Gatekeeping, as I understand it, is sort of on par with mansplaining — it springs from a sort of exclusionary claim to be more vested in a specific artist or sub-genre to the extent that newbie novices need to be properly vetted and schooled before they’re allowed to fully appreciate said artist/music themselves. The Gatekeeper is the guy that demands that you name three songs by the band whose t-shirt you’re wearing. The Gatekeeper is the guy that cites the record just prior to a band’s breakthrough album as that band’s greatest achievement. The Gatekeeper put in his hours, and now expects you to follow suit, … if you’re worthy. The Gatekeeper’s motto, invariably, is “Fuck do YOU know about it?”
Unsurprisingly, given my oft-unsolicited opinions, I have been credibly accused of gatekeeping. Fair enough. I can own that. There are myriad examples here on this blog, be it my affinity for the Circle Jerks or my penchant to safeguard the iconography of the Plasmatics, to name but two.
To my mind, however, my tendencies to “gatekeep” stem from my ever-distant youth, when deviation from popular convention was more often treated with derision and contempt rather than admiration. To put it bluntly, If you’re 13 years old and your classmates give you shit for wearing the t-shirt of a band they don’t know or can’t understand, that experience is gong to stay with you.
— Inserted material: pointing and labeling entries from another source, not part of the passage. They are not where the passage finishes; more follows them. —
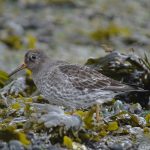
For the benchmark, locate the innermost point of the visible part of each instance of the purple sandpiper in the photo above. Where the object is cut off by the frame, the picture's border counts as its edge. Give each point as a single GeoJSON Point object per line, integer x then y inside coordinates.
{"type": "Point", "coordinates": [69, 85]}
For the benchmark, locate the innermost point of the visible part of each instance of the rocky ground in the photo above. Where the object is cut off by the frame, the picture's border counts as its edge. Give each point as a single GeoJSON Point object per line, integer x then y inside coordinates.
{"type": "Point", "coordinates": [75, 31]}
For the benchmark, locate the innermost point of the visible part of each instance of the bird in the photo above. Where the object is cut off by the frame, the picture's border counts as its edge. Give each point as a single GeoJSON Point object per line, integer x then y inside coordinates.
{"type": "Point", "coordinates": [73, 86]}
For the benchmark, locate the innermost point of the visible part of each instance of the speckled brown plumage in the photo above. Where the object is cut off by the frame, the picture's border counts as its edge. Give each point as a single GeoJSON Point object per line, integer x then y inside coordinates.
{"type": "Point", "coordinates": [72, 86]}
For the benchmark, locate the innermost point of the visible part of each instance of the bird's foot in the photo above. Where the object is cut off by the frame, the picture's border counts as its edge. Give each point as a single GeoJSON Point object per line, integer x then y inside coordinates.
{"type": "Point", "coordinates": [55, 116]}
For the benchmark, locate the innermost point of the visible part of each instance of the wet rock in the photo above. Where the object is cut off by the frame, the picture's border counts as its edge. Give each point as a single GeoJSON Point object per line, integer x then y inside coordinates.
{"type": "Point", "coordinates": [15, 145]}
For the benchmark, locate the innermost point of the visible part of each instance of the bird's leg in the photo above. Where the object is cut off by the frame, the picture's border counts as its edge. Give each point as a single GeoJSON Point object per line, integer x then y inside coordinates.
{"type": "Point", "coordinates": [98, 113]}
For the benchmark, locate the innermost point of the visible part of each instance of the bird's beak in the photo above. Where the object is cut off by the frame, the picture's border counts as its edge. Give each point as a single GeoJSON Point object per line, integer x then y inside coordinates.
{"type": "Point", "coordinates": [21, 67]}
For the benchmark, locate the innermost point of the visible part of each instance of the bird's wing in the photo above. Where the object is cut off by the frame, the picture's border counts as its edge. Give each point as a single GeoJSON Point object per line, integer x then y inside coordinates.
{"type": "Point", "coordinates": [83, 78]}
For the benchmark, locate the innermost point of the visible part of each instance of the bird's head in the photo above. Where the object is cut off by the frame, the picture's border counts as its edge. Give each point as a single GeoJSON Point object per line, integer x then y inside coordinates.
{"type": "Point", "coordinates": [32, 61]}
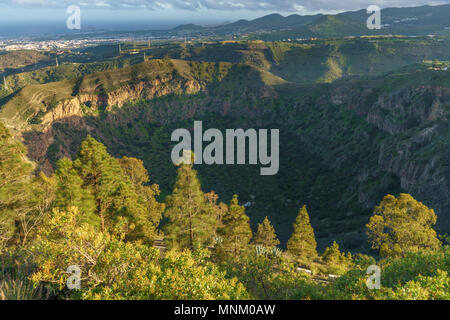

Years later, when everything is post-ironic and retro-philic and, thanks to the internet, all most music is accessible to everyone at all times, and no one has to put any time or effort into seeking it out, you can bet your bottom goddamn dollar I’m going to demand you cite three songs by fucking Flipper before I let you blithely walk around wearing their shirt just because friggin’ Kurt Cobain once did.
But I digress.
Today, on Facebook’s excellent No Wave group page, someone posted a video that speaks to the very thing that ignites one’s inner Gatekeeper. Entitled “5 Albums to Get You Into No Wave,” this clip is exactly the sort of content I ranted about back in 2017 on this post.
To my mind, videos and articles of this kind make me grind my teeth because they’re so inorganic. Music discovery should be a natural process. You need to listen and discern for yourselves, not cut corners with some half-assed “get hip quick” scheme. Videos like these seem like lazy “how to” manuals for people who want to create the right impression, rather than folks who might be genuinely interested in hearing and learning about new music.
But, in terms of the specific musical phenomenon of the fleeting No Wave scene, though, videos like this are a genuine disservice, as they kind of give everything away. For me, a big part of my affinity for No Wave came after the initial jolt of shock and confusion. That MUST be a part of it.
I vividly remember first dropping the needle on my college radio station’s long-neglected copy of the fabled Brian Eno compilation, No New York, which culled together tracks from a handful of pertinent bands from that tiny, insular scene. Being that the radio station in question was more renowned for playing yawnsome crap like Little Feat and Hot Tuna, the mere fact that they had a copy of No New York at all was reason enough to play it.
I’m not entirely sure what I was expecting upon that first listen (live on the air, no less), but it sure as shit didn’t sound like the Punk Rock I was enjoying at the time. In a nanosecond, it made records by the Sex Pistols, the Ramones and the like sound positively quaint and conventional (which, in retrospect, they basically are). It was such a stark strike of renunciation. Fuck your rock’n’roll rules! Fuck your precious melodies and danceable rhythms! Fuck playing these instruments the “right way!”
Without experiencing that jarring epiphany, I don’t think you can really absorb what No Wave was all about. You can’t skip to the last chapter and spoil the impact like that.
You have to be punched in the face by No Wave before you get to like it.
If believing that makes me a Gatekeeper, so fucking be it.